Graph Theory is the study of graphs that concerns the relationship between edges and vertices. In computer science, graphs are used to represent networks of communication, data organization, computational devices, and the flow of computation.

**Applications of Graph Theory in Computer Science**

- Modeling Networks — Used to analyze network connections.
- Social computing — Recommending mutual friends.

#### Other applications of Graph Theory

- Science — Used in molecular structure, DNA structure of organisms.
- Electrical Engineering — Used in the design of circuit connections.
- Airplanes — Used in scheduling departures and arrivals

**Graph Theory Terminology**

**Point + Line**

A **point** is an exact position on a plane surface, usually denoted by a letter.

A **line** is one-dimensional, and can be the connection between two points.

**Vertex**

A **vertex**, also called a node, is where multiple lines meet.

**Edge**

An **edge **is a line that connects two vertices.

**Graph**

A **graph** can be defined as G = (V, E), where V is the set of all vertices and E is the set of all edges.

#### Loop

A **loop** occurs when an edge is drawn from a vertex to itself.

### Types of Graphs

#### Simple Graph:

A graph with no loops and no parallel edges. The maximum number of edges possible in a simple graph with ’n’ vertices, is given by n^C2 where n^C2 = n(n–1)/2. To calculate the number of simple graphs possible with ’n’ vertices, 2^nc2 = 2^n(n-1)/2. For example, if n = 5, the maximum number of edges for that graph would be:

n^C2 = n(n–1)/2

= 5(5–1)/2

= 20/2

= 10 edges

--------------------------------------------------------------------

2^nC2 = 2^n(n-1)/2

= 2^5(5-1)/2

= 2^10

= 1024

#### Bipartite Graph:

A simple graph (G=(V,E)) with vertex partition where V= {V1, V2} and every edge of E connects a vertex in V1 to a vertex in V2.

#### Cyclic vs Acyclic Graphs:

Cyclic: Contains at least one cycle.

Acyclic: Contains no cycles.

#### Tree Graph:

Graphs which don’t contain cycles, which makes them acyclic. In computer science, trees are a data structures that connects vertices (nodes) in a parent-child relationship.

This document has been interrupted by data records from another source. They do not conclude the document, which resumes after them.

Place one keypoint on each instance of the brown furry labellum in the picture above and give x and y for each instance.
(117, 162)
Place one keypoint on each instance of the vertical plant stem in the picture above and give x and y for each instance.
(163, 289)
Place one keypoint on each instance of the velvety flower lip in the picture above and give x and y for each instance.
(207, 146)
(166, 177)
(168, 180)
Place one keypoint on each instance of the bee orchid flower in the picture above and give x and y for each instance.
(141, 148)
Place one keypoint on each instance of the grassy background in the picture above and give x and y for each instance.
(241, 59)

The edges of a tree are known as **branches**. Elements of trees are called their **nodes**. The nodes without child nodes are called **leaf nodes.**

#### Depth-first Search vs. Breadth-first Search

In a depth-first search, start at the root of the tree, and follow a branch until the vertex (node) you are looking for is reached, or until a leaf node is reached.

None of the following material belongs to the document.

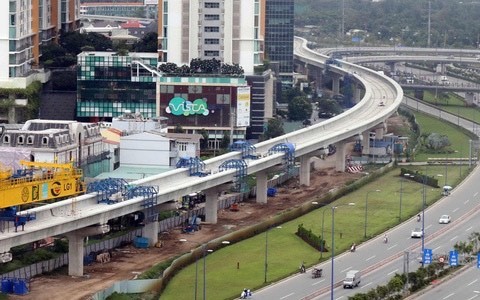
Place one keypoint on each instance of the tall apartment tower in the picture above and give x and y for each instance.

In a breadth-first search, start at the root of the tree, and find all the nodes that are one branch away from the root, then find all the nodes that are two branches away, and so on.

A

/ \

B C

/ / \

D E F

DFS approach -> A, B, D, C, E, F

BFS approach -> A, B, C, D, E, F

#### Applications

**Depth-first search** is often used in simulations of games. Think of DFS as a game of chess, where your starting point leads to a series of moves played by your opponent, and vice versa.

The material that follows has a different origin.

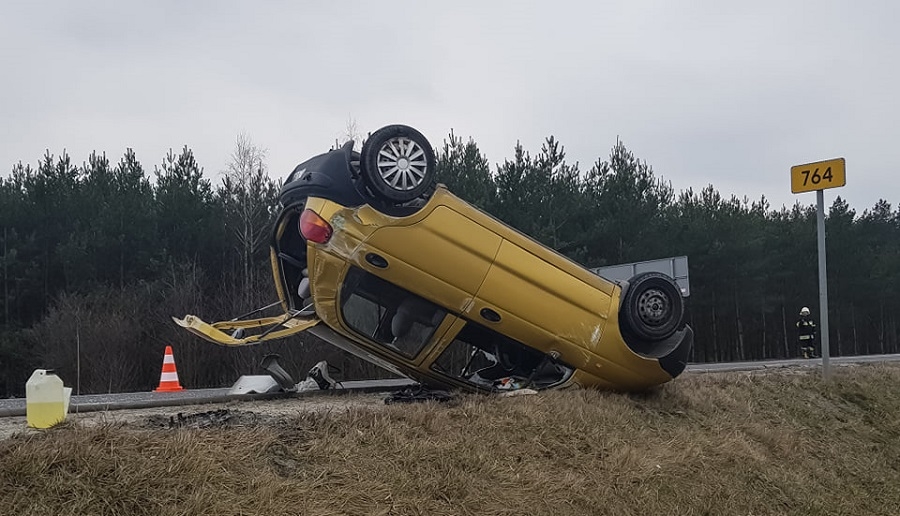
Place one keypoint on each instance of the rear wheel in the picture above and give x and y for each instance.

**Breadth-first search** is mainly used to find the shortest path, that’s why it’s often used in GPS systems to find nearby locations. It’s even used in social networking sites to find people based on location or schools. Another example of BFS is the “six degrees of Kevin Bacon” game, where players try to find the shortest chain of actors/actresses who are connected to Kevin Bacon. You can play the game at https://oracleofbacon.org/.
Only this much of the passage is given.